Le spécialiste des maladies infectieuses, le Dr Jeff Kwong, a souligné que la distanciation sociale est l’aspect le plus important dans la maîtrise de la propagation, précisant que tant que le grand public utilise des mesures strictes pour limiter les contacts avec les autres, le besoin de tests diminuera.

«Idéalement, nous identifierions chaque cas, mais la question est: combien de tests devez-vous faire pour trouver chacun des cas?» a déclaré Jeff Kwong, médecin de famille et membre du corps professoral de l’Institut des sciences évaluatives cliniques de l’Université de Toronto.

«Cela n’a pas de sens de faire des milliers et des milliers de tests seulement pour trouver une poignée de cas. À ce jour, nous constatons qu’environ 1,5% de tous les tests que nous faisons reviennent positifs – alors nous avons dû faire une centaine de tests pour trouver une personne qui a la COVID-19. Et donc la question est: est-ce suffisant ou non?»

Le médecin-hygiéniste en chef de l’Ontario, le Dr David Williams, a déclaré que la capacité d’effectuer des tests de la province a considérablement augmenté au cours de la dernière semaine, passant environ de 1 200 dépistages par jour à plus de 2 000 par jour.
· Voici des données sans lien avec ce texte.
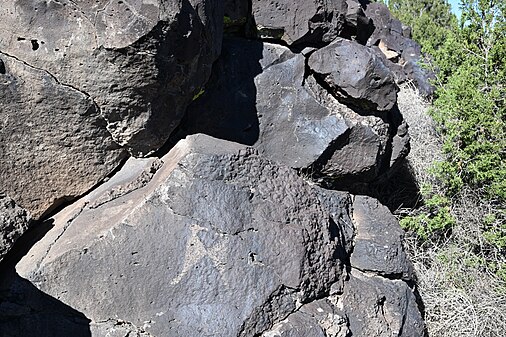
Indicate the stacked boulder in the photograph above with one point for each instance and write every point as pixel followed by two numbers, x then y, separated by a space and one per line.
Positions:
pixel 197 161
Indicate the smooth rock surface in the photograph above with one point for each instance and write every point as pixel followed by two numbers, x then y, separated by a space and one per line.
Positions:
pixel 140 61
pixel 354 73
pixel 378 241
pixel 211 239
pixel 54 144
pixel 231 269
pixel 14 221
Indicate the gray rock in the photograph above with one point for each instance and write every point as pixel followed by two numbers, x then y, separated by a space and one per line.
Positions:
pixel 219 242
pixel 14 221
pixel 258 99
pixel 378 241
pixel 357 25
pixel 141 61
pixel 376 306
pixel 300 21
pixel 355 74
pixel 54 145
pixel 371 150
pixel 260 96
pixel 391 40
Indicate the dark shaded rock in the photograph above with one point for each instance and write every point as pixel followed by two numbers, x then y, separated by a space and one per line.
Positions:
pixel 378 240
pixel 357 25
pixel 375 306
pixel 26 311
pixel 14 221
pixel 300 22
pixel 54 144
pixel 391 40
pixel 259 95
pixel 370 151
pixel 258 99
pixel 141 61
pixel 316 319
pixel 354 73
pixel 230 269
pixel 237 10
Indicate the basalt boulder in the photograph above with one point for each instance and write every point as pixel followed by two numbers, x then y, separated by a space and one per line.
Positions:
pixel 391 40
pixel 139 61
pixel 211 239
pixel 261 94
pixel 54 145
pixel 355 74
pixel 14 221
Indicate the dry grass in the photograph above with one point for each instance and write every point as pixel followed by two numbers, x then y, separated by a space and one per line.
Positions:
pixel 462 296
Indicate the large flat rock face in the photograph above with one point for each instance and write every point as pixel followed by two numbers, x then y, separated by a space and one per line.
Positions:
pixel 54 144
pixel 217 242
pixel 211 239
pixel 141 61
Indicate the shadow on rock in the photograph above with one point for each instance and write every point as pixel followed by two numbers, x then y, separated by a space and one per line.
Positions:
pixel 25 310
pixel 227 108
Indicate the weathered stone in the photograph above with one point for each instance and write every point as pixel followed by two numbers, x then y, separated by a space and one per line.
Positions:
pixel 375 306
pixel 378 240
pixel 301 21
pixel 315 319
pixel 54 145
pixel 259 96
pixel 357 25
pixel 371 149
pixel 391 40
pixel 352 72
pixel 258 99
pixel 141 61
pixel 14 222
pixel 219 242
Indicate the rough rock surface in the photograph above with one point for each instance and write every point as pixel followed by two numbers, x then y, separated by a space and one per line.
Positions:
pixel 53 140
pixel 376 306
pixel 260 95
pixel 14 221
pixel 140 61
pixel 246 245
pixel 353 72
pixel 378 241
pixel 297 22
pixel 391 40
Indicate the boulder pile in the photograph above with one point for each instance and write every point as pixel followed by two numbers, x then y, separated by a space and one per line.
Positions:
pixel 188 168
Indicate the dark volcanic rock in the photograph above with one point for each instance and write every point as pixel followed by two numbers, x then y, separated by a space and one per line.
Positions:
pixel 54 144
pixel 223 242
pixel 354 73
pixel 215 241
pixel 378 241
pixel 391 40
pixel 14 222
pixel 259 95
pixel 258 99
pixel 375 306
pixel 141 61
pixel 300 21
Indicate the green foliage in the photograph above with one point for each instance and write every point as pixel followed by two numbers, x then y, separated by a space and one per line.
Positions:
pixel 469 58
pixel 435 218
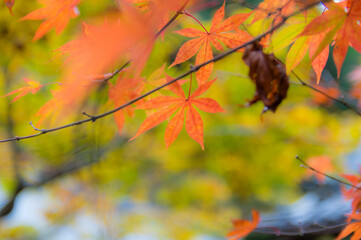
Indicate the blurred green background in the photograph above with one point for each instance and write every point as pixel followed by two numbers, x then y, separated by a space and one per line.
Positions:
pixel 138 189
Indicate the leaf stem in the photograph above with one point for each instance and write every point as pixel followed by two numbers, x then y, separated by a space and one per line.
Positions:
pixel 326 175
pixel 190 87
pixel 190 15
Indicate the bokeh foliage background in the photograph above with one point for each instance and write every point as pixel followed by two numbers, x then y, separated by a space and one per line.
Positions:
pixel 138 189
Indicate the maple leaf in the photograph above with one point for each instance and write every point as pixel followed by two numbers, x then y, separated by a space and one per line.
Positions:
pixel 124 90
pixel 341 26
pixel 268 75
pixel 33 87
pixel 320 98
pixel 202 41
pixel 158 11
pixel 299 49
pixel 243 227
pixel 169 105
pixel 56 13
pixel 273 10
pixel 322 164
pixel 9 4
pixel 352 193
pixel 355 77
pixel 354 228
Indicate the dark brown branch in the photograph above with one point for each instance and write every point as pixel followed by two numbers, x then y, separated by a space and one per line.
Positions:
pixel 320 230
pixel 326 175
pixel 194 69
pixel 345 104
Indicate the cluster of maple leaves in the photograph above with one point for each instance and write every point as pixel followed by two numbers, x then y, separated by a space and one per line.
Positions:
pixel 143 21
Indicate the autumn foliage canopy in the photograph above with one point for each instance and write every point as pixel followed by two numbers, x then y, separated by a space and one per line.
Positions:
pixel 278 42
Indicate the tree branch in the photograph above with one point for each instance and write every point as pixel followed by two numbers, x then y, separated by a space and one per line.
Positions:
pixel 192 70
pixel 345 104
pixel 326 175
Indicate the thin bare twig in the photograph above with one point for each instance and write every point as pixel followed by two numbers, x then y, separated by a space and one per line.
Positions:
pixel 345 104
pixel 326 175
pixel 192 70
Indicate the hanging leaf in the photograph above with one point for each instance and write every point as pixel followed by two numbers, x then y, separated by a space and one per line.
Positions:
pixel 268 75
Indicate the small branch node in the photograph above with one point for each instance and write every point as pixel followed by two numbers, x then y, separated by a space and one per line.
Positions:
pixel 93 118
pixel 36 129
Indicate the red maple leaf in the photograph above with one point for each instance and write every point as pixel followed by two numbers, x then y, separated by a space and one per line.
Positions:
pixel 352 193
pixel 341 26
pixel 124 90
pixel 354 228
pixel 33 87
pixel 322 164
pixel 219 32
pixel 56 14
pixel 169 105
pixel 243 227
pixel 9 4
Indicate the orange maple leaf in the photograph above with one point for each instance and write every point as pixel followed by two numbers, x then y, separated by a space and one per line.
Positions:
pixel 341 26
pixel 321 99
pixel 322 164
pixel 219 32
pixel 273 9
pixel 352 193
pixel 184 105
pixel 33 87
pixel 9 4
pixel 57 14
pixel 299 50
pixel 354 228
pixel 243 227
pixel 124 90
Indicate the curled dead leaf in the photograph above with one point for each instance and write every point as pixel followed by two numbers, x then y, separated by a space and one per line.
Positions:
pixel 269 76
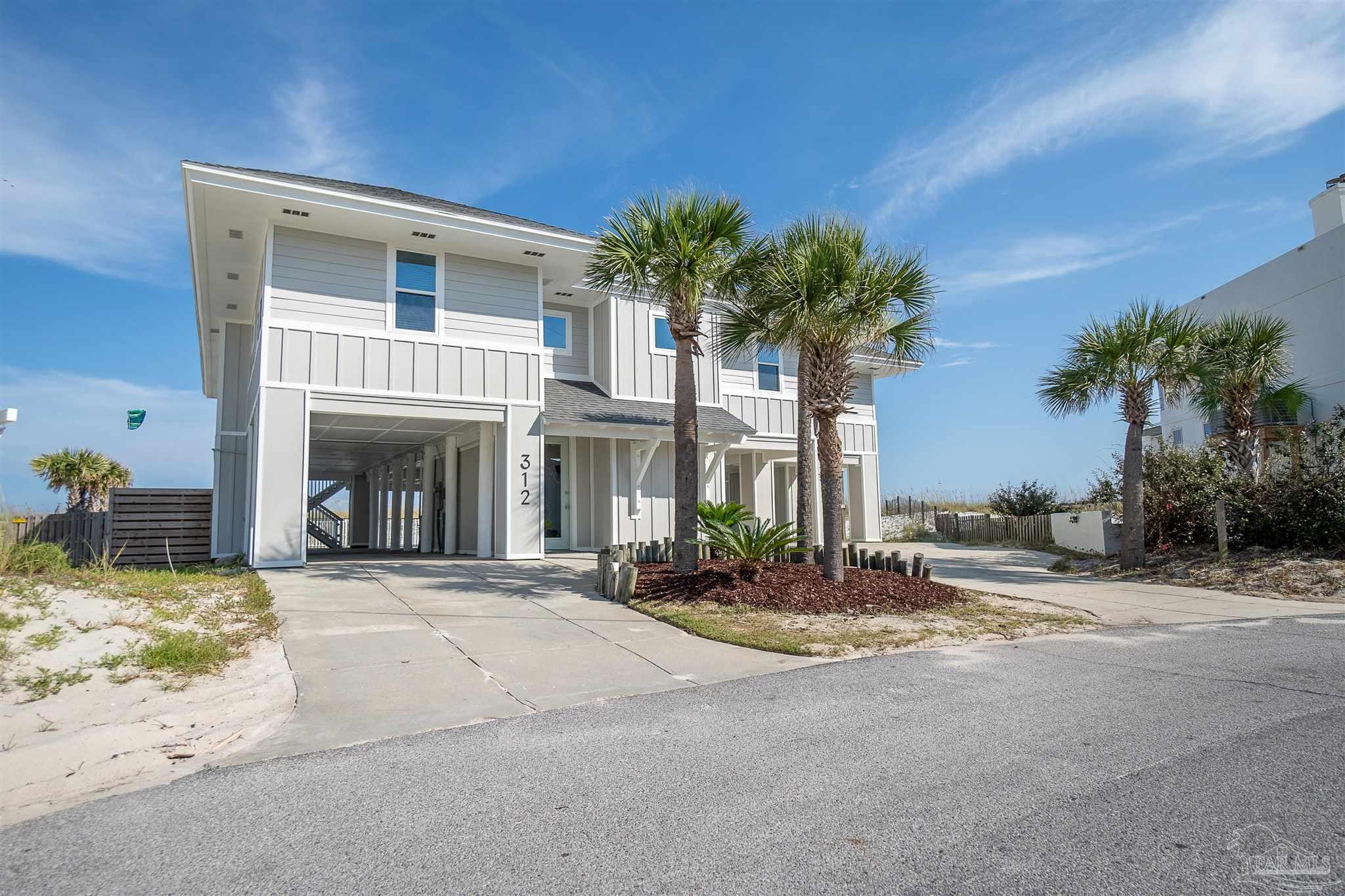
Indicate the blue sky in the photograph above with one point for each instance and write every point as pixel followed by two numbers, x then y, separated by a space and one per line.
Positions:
pixel 1055 161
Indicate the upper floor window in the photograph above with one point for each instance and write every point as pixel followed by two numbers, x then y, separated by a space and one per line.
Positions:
pixel 414 292
pixel 661 340
pixel 556 332
pixel 768 368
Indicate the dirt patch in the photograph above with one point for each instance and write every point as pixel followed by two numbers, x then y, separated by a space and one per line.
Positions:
pixel 1254 571
pixel 795 587
pixel 85 708
pixel 974 617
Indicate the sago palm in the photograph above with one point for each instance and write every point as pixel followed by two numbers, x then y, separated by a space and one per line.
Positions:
pixel 1246 363
pixel 821 286
pixel 1147 345
pixel 681 251
pixel 85 475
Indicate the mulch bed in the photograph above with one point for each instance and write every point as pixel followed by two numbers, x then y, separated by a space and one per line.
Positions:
pixel 794 587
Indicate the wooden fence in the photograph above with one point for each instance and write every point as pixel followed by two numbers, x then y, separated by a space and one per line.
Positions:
pixel 82 534
pixel 156 527
pixel 982 527
pixel 142 527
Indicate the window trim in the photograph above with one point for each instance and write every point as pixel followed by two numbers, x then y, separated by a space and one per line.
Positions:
pixel 569 333
pixel 390 317
pixel 658 350
pixel 779 372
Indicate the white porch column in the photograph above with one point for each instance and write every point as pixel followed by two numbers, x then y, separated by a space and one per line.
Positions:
pixel 450 508
pixel 486 492
pixel 428 512
pixel 395 540
pixel 409 505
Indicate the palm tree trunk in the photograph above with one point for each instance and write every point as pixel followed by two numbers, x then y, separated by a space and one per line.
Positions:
pixel 831 469
pixel 1133 499
pixel 686 459
pixel 803 505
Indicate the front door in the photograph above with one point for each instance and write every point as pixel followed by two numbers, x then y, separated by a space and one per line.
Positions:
pixel 556 494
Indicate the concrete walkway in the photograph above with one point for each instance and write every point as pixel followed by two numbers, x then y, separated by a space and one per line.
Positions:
pixel 385 645
pixel 1023 574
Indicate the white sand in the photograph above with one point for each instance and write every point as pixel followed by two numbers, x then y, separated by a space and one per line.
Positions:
pixel 97 738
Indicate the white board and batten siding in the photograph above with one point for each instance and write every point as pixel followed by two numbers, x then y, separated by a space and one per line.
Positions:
pixel 642 372
pixel 490 301
pixel 323 278
pixel 576 362
pixel 400 364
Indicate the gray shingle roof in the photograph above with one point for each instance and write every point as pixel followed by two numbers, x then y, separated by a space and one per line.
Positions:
pixel 577 402
pixel 395 195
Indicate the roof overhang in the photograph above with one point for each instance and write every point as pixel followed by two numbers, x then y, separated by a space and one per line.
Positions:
pixel 219 200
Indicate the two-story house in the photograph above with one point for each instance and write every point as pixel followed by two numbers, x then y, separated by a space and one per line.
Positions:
pixel 445 363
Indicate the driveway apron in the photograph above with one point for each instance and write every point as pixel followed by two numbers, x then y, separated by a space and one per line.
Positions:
pixel 386 645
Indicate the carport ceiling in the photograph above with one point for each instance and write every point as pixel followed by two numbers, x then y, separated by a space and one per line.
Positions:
pixel 346 444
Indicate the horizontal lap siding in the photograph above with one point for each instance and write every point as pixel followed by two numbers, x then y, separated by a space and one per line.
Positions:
pixel 323 278
pixel 575 363
pixel 401 366
pixel 487 300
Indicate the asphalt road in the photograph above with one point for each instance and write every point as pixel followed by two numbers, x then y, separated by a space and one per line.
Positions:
pixel 1141 761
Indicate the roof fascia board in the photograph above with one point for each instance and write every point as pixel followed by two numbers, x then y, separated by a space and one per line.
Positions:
pixel 236 181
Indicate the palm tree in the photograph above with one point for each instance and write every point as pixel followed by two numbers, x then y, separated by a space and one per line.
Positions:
pixel 1145 347
pixel 824 289
pixel 682 251
pixel 85 475
pixel 1246 363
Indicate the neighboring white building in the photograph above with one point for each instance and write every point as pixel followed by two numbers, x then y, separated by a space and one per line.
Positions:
pixel 1305 286
pixel 445 362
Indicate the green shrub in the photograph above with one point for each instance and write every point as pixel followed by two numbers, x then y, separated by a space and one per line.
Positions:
pixel 1026 499
pixel 752 545
pixel 722 512
pixel 33 558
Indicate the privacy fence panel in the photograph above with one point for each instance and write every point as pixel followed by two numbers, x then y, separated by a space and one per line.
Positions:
pixel 156 527
pixel 990 530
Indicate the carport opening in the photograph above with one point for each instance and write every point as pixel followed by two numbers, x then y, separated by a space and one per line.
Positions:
pixel 378 482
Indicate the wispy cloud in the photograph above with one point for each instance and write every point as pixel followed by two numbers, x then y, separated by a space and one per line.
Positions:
pixel 91 178
pixel 948 343
pixel 1242 78
pixel 58 409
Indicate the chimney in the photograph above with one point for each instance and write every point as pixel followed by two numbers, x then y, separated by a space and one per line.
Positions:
pixel 1329 206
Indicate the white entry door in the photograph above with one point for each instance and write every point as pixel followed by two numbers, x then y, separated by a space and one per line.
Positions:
pixel 556 494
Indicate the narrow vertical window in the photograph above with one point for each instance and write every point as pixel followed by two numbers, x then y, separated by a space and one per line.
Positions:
pixel 768 368
pixel 414 292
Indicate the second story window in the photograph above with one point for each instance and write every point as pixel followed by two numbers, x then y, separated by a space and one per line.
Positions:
pixel 661 340
pixel 556 332
pixel 414 292
pixel 768 368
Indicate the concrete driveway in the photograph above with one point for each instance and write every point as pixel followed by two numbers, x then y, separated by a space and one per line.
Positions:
pixel 1023 574
pixel 385 645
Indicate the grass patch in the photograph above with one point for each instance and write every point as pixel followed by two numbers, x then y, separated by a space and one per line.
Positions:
pixel 49 640
pixel 46 683
pixel 185 653
pixel 974 616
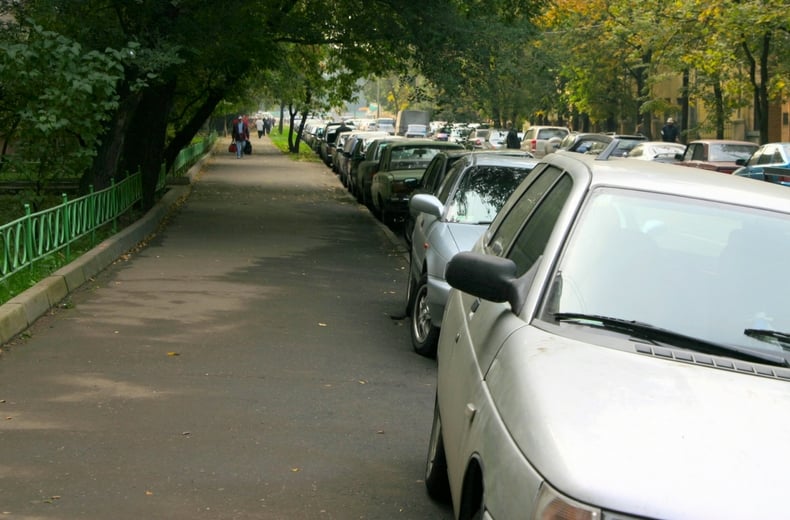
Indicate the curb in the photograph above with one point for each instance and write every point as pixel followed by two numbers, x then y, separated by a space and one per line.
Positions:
pixel 20 312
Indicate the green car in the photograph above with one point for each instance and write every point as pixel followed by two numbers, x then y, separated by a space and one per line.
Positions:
pixel 401 167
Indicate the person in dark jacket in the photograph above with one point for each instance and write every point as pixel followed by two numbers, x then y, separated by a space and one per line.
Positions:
pixel 670 132
pixel 241 134
pixel 512 140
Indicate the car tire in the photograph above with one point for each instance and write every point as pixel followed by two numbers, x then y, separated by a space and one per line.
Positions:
pixel 436 480
pixel 424 336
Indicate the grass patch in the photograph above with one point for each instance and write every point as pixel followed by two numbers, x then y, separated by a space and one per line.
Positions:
pixel 280 140
pixel 30 275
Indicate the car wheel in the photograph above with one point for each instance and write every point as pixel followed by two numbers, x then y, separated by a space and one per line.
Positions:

Avec l’ouverture de nouveaux centres, il a déclaré que la province devrait pouvoir en effectuer 5 000 par jour.

Jeff Kwong travaille au Toronto Western Hospital, qui ouvre sa clinique de dépistage mardi.

Il a déclaré que «tout le monde se démène et fait de son mieux».

Au cours de la fin de semaine, des centaines de personnes se sont présentées dans un centre de dépistage d’Ottawa, mais beaucoup ont été renvoyées chez elles sans subir de test parce qu’elles ne répondaient pas aux critères.

Lundi, un autre centre de dépistage dans l’est de Toronto a indiqué sur son site Web qu’il recevait trop d’appels qu’il était débordé, avertissant à répétition que tout le monde ne pouvait pas être dépisté.

«Beaucoup ne sont pas qualifiés et sont déçus quand on leur dit qu’ils ne peuvent pas subir de prélèvement», a déclaré un porte-parole de l’hôpital Michael Garron par courriel, ajoutant que l’établissement a vu près de 100 personnes par jour ce week-end.

Les symptômes possibles de la maladie comprennent la fièvre, une toux nouvelle ou qui s’aggrave, un mal de gorge, des maux de tête, des douleurs musculaires, de la fatigue, un écoulement nasal et des douleurs articulaires.

Au Québec, la ministre de la Santé du Québec, Danielle McCann, a déclaré que la province avait suffisamment de tests et ouvrirait sept nouveaux centres mardi, ce qui permettrait d’augmenter le nombre de tests à 6 000 par jour, contre 1 600 actuellement.

Elle a déclaré que la province formait également de nouveaux employés pour travailler sur la ligne d’information téléphonique dédiée à la COVID-19, qui a vu le volume d’appels quadrupler ces derniers jours.

Alors que l’augmentation du personnel devrait réduire les temps d’attente, la ministre McCann a demandé aux Québécois qui ne présentent pas de symptômes de laisser les lignes téléphoniques à ceux qui ont besoin de soins médicaux et de chercher plutôt des informations sur le site Web de la province.

Le Dr Brian Conway, président et directeur médical du Vancouver Infectious Diseases Centre, n’a pu s’empêcher de faire des comparaisons avec sa spécialité sur les infections à VIH.

Il a déclaré que le nombre de nouveaux cas influencera les prises de décision, notant que «si le nombre de cas double en Colombie-Britannique aujourd’hui, alors, évidemment, quelque chose de différent doit être fait».

«Dans chaque épidémie dans le monde, le dépistage a toujours été une bonne chose. Il n’a jamais été mauvais. Mais à un moment donné, les tests de dépistage du VIH ont été rationnés. Et puis ils sont devenus très largement disponibles et ont généré toutes les informations dont nous disposons actuellement.»